If you use the 10 digits and 26 letters of the Latin alphabet, the resulting encoding is called Base36.
It is a rather impractical format for storing data, though, because for purposes of simple conversion, the number of possibilities should be a power of 2 -- that way a program can do (quick) bit shifts instead of (difficult, especially on big numbers) division to determine which character to use. That's why it's mostly used to encode numbers, and not large sequences of data.
Base32 is a slightly-smaller variant that can fit 5 bits of data into one character. (2⁵ = 32)
If you add up digits, uppercase and lowercase characters together (differentiating between upper and lower case), you get 62. This is also an impractical number for computer purposes. But add two extra characters and you get 64, which is another nice power of two (2⁶ = 64), letting one character store 6 bits. And Base64 is a common encoding scheme for data.
And when you know how many bits a character can fit, you can calculate how "efficient" the encoding will be and how many characters will be needed to store data. A Base32 encoding will need 20% fewer characters than hexadecimal, and Base64 needs 33.3% fewer.
You could try base64 maybe? The above would be: Z3nFNDK4ut8Em7nYkkpXhd2IckM= (28 chrs)

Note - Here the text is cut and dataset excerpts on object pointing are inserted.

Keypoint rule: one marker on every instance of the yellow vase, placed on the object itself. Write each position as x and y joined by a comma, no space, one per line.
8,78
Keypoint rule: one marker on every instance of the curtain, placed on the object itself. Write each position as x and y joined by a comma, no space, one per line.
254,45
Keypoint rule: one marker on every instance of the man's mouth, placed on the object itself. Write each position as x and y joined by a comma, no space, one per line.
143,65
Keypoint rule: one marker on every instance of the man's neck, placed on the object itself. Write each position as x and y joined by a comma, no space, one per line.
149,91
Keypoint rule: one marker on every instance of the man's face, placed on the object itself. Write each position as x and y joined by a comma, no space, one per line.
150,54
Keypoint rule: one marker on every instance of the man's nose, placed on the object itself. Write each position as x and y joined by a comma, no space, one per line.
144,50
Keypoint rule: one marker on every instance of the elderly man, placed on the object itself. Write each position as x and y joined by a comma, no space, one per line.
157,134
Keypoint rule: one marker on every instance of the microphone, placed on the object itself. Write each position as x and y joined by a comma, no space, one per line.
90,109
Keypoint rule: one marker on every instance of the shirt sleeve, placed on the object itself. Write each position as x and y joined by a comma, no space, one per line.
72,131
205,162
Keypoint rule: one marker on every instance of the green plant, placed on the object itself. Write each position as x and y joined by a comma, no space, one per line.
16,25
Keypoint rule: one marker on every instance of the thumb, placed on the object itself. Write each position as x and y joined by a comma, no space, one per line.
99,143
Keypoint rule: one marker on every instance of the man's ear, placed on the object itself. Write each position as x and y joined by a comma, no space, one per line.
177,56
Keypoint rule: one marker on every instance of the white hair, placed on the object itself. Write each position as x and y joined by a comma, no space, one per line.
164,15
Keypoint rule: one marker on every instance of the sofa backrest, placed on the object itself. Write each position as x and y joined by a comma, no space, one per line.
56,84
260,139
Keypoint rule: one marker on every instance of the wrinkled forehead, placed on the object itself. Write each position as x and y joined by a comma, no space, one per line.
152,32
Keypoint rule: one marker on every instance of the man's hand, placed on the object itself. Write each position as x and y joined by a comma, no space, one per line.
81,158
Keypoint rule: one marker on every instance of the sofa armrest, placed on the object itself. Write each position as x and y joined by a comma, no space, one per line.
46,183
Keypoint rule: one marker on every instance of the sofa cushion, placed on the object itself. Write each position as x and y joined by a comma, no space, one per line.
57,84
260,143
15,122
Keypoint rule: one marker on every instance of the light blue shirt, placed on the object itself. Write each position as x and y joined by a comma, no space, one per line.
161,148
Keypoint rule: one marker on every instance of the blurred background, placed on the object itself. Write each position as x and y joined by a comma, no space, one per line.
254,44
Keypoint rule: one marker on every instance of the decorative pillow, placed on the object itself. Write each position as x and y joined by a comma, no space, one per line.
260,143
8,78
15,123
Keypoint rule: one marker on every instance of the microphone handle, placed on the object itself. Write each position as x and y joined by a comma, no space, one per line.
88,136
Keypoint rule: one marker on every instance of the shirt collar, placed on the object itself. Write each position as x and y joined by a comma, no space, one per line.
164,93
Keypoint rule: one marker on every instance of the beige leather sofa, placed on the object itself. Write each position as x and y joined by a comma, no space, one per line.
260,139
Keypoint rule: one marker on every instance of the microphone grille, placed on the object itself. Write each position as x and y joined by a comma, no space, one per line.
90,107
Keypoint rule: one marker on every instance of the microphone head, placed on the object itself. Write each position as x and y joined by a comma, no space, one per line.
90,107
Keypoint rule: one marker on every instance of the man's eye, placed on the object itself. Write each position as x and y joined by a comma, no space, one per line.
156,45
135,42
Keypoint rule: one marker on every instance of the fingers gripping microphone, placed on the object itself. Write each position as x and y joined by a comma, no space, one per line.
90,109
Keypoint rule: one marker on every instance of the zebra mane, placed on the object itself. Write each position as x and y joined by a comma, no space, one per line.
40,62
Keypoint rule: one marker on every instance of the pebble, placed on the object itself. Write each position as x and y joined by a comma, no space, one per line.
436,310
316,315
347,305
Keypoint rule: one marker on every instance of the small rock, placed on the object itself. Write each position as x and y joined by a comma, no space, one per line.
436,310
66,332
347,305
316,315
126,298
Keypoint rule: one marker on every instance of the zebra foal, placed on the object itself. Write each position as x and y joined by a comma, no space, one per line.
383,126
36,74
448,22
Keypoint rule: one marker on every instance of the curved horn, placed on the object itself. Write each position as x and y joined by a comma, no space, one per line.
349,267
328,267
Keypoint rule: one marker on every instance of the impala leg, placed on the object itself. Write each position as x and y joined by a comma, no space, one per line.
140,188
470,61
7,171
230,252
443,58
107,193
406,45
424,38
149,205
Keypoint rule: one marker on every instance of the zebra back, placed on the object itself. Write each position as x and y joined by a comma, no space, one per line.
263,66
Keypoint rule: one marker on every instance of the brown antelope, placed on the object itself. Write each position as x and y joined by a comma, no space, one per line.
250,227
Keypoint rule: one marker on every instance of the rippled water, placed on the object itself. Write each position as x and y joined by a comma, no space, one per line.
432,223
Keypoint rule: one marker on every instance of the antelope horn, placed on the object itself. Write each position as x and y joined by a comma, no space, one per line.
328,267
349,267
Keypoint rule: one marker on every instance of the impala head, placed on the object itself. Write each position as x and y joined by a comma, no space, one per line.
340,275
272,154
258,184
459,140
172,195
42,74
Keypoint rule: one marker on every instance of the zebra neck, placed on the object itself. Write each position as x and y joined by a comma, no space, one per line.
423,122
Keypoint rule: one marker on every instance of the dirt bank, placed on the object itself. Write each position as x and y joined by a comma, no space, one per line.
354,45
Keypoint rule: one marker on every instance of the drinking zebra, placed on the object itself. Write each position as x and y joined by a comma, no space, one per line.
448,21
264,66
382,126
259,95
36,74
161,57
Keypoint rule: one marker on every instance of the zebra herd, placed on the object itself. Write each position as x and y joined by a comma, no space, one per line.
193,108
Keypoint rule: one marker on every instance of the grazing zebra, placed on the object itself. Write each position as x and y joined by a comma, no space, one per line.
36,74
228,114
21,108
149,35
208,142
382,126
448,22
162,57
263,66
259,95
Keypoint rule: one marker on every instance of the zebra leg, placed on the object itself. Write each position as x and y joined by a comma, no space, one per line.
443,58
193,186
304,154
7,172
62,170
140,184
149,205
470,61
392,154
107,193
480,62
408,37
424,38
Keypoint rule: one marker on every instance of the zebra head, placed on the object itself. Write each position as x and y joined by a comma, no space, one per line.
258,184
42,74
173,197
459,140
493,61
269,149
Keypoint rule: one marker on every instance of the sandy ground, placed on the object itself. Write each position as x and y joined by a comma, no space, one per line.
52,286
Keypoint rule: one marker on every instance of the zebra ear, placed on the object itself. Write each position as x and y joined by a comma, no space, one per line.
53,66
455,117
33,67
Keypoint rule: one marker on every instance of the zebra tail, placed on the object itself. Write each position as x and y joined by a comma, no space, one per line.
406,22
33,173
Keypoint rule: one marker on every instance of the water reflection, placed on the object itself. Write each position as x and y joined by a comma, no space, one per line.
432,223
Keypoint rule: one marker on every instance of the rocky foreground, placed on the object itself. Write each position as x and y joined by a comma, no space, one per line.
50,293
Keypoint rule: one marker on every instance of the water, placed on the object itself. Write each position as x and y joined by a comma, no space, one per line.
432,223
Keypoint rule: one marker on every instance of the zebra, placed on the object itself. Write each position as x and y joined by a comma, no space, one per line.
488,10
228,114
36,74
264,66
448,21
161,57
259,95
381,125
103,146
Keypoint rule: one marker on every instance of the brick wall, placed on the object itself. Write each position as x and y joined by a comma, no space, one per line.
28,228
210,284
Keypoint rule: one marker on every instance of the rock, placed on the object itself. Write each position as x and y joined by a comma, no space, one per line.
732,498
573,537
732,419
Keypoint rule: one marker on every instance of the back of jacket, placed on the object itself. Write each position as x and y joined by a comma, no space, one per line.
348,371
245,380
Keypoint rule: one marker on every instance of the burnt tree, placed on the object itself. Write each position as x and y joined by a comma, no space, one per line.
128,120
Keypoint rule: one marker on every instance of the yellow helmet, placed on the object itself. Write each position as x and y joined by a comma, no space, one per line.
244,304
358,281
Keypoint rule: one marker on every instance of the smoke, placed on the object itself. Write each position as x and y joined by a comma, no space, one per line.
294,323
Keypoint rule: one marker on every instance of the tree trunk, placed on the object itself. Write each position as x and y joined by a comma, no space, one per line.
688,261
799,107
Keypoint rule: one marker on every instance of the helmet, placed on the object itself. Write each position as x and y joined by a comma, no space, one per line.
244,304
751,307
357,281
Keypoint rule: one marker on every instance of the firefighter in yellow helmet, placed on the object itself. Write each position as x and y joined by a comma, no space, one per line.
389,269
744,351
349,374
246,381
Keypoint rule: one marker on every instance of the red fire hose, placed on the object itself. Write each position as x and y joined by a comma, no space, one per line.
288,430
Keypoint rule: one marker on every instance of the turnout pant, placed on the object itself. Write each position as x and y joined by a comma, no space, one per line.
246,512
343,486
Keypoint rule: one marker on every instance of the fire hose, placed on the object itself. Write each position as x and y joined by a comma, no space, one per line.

base64 uses A-Z, a-z, 0-9, and the + and / characters to encode 6 bits per character. That means you can encode every 3 bytes (or 6 hex) in 4 characters (since 3 * 8 bits = 4 * 6 bits). If the data are not a perfect multiple of 3 bytes, the last group of 4 characters gets padded out with = signs.
Upper and lower case to represent SHA-256 would be log base (10+26+26) of 2^256, 43 letters
Internally, it's represented using 32 "letters" of 8 bits each, effectively using every possible ASCII character. The string representation is only of consequence when you're exchanging it over a medium where it needs to be robust and human-readable, and probably the benefit from squeezing it down to fewer characters for that representation is not worth the cost in terms of making it unclear how you've chosen to squeeze it and making life difficult for people who are trying to convert to and from the format. Hexadecimal is a little bigger but it's very clear and unambiguous what you've done, whereas using the full alphabet doesn't have that property.
It gets subtle when you consider Unicode. But you said latin alphabet, so you can look at just the UTF-8 section of this table, and assume 1byte = 1letter.
That would produce a binary stream. If that's what OP wants, they could just leave the original hash in binary. And that would be unlikely to compress any further since hashes are, by their nature, high entropy already.